- Current region: Uruguay
- Place of origin: French Basque Country, France
- Founded: 1865, Durazno Department; 161 years ago;
- Founder: Jacques Bordaberry
- Titles: List President of Uruguay; Senator of the Republic;

= Bordaberry family =

Uruguayan political family

The Bordaberry family is a Uruguayan political family that has been prominent in Uruguayan politics and the cattle industry. It is associated with the Colorado Party.

== History ==
The Bordaberry family originated in the French Basque Country region, France. The Uruguayan family branch is descended from Jacques Santiago Bordaberry Oyhamburu, who migrated from the commune of Pagolle to the rural area of the Durazno Department in 1865. There he began to work as a shepherd of flocks of sheep until he managed to acquire a plot of land northwest of the village of Carlos Reyles, which belonged to descendants of Fructuoso Rivera. He founded the "Santa María" ranch and became a stockgrower. In 1900 he began importing Hereford cattle from England.

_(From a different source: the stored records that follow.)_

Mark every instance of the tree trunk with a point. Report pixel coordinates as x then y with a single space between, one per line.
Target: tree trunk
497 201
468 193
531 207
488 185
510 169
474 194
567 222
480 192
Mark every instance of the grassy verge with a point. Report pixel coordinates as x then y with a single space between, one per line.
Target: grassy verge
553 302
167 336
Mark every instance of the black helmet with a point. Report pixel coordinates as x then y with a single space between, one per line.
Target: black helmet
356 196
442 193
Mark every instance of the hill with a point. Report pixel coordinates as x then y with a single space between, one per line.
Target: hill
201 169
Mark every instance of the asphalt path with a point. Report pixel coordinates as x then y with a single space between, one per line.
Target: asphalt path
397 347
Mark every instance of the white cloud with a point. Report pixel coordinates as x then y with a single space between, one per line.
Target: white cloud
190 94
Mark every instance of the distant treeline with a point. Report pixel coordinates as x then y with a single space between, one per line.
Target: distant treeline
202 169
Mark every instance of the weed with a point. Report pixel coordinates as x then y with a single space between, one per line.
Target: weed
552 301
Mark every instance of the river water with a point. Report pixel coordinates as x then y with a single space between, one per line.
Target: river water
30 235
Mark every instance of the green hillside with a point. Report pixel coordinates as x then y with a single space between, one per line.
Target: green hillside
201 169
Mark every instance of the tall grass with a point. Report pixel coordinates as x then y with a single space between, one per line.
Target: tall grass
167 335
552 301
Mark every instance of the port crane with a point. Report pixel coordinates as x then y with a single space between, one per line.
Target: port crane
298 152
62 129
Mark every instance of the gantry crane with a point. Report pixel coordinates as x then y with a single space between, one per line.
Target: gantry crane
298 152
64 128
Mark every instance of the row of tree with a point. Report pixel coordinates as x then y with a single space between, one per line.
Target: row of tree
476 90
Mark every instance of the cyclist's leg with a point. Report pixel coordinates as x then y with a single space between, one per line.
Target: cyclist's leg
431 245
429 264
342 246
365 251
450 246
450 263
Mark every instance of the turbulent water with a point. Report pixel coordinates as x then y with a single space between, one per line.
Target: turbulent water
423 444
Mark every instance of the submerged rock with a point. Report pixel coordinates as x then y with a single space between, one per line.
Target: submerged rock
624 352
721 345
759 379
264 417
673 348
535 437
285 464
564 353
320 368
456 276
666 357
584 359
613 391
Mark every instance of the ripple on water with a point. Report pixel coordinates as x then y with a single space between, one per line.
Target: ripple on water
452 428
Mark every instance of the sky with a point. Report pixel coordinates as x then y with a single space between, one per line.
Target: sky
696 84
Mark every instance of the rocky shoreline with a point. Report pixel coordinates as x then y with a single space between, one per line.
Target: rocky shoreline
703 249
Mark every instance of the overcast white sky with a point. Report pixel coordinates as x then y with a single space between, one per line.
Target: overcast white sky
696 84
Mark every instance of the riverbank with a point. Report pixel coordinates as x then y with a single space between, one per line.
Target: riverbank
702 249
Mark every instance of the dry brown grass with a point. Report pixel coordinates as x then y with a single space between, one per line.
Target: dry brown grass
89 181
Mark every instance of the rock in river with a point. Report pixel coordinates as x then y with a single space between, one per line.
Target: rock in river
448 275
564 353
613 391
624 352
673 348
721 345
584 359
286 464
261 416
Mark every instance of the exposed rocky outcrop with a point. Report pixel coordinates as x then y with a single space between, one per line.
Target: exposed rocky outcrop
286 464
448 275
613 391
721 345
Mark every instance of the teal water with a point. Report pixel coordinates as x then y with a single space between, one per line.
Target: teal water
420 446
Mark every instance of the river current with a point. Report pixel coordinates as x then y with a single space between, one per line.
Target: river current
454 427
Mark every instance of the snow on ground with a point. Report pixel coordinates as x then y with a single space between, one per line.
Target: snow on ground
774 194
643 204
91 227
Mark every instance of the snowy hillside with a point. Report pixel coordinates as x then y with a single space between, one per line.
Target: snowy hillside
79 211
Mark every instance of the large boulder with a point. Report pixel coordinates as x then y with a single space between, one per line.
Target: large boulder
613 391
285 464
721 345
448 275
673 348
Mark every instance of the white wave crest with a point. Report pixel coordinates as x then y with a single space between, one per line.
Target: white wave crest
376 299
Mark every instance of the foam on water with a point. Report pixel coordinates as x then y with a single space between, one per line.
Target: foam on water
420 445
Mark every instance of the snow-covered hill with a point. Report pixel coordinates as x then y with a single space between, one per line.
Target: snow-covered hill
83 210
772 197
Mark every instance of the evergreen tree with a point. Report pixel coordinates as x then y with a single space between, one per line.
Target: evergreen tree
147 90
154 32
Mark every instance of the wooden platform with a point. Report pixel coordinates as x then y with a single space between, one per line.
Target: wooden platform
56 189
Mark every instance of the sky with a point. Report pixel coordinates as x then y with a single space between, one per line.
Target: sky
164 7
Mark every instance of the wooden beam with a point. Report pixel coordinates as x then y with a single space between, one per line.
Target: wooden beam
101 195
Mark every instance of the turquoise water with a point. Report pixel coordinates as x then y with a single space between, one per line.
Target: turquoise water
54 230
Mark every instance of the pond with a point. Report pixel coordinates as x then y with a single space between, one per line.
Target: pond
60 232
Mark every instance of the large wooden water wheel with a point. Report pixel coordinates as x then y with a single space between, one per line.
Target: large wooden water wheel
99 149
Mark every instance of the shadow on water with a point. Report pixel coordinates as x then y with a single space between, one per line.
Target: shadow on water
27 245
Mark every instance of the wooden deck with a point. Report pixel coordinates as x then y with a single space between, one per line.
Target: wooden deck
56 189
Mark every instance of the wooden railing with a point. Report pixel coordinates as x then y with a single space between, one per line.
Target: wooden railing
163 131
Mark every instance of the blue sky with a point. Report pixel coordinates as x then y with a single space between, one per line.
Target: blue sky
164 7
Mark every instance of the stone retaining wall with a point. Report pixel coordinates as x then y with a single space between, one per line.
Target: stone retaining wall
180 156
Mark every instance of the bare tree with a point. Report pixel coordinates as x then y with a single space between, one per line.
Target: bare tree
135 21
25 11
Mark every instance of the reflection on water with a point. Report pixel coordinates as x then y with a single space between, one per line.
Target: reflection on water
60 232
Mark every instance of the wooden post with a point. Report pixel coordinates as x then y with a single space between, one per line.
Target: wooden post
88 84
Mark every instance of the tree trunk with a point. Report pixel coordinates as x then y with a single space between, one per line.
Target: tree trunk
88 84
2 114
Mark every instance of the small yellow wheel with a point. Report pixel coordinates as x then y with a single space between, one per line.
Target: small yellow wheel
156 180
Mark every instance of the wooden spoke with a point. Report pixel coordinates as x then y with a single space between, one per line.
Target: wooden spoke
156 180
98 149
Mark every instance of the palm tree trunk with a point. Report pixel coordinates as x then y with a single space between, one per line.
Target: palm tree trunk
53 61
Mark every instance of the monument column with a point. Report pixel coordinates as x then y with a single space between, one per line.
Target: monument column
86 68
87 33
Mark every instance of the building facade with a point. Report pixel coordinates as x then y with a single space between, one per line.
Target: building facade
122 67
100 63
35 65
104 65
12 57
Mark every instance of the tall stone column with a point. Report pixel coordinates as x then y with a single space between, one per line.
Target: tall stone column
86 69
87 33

In 1879, Bordaberry married Isabel Elissondo, who was also of French-Basque descent. They had five children: Santiago, Isabel, Maclovia, María and Domingo. In 1916 the family acquired the "El Paraíso" ranch, and in 1937 the first artificial insemination of sheep in South America was carried out there.

Domingo Bordaberry managed the family ranch as a stockgrower, as well as a lawyer and politician. A member of the Colorado Party, he belonged to the ruralist faction, which initiated the Bordaberry family's long association with rural affairs. He was married to Elisa Arocena Folle, with whom he had four children between 1927 and 1931, Domingo, Juan María, Luis Ignacio and Elisa.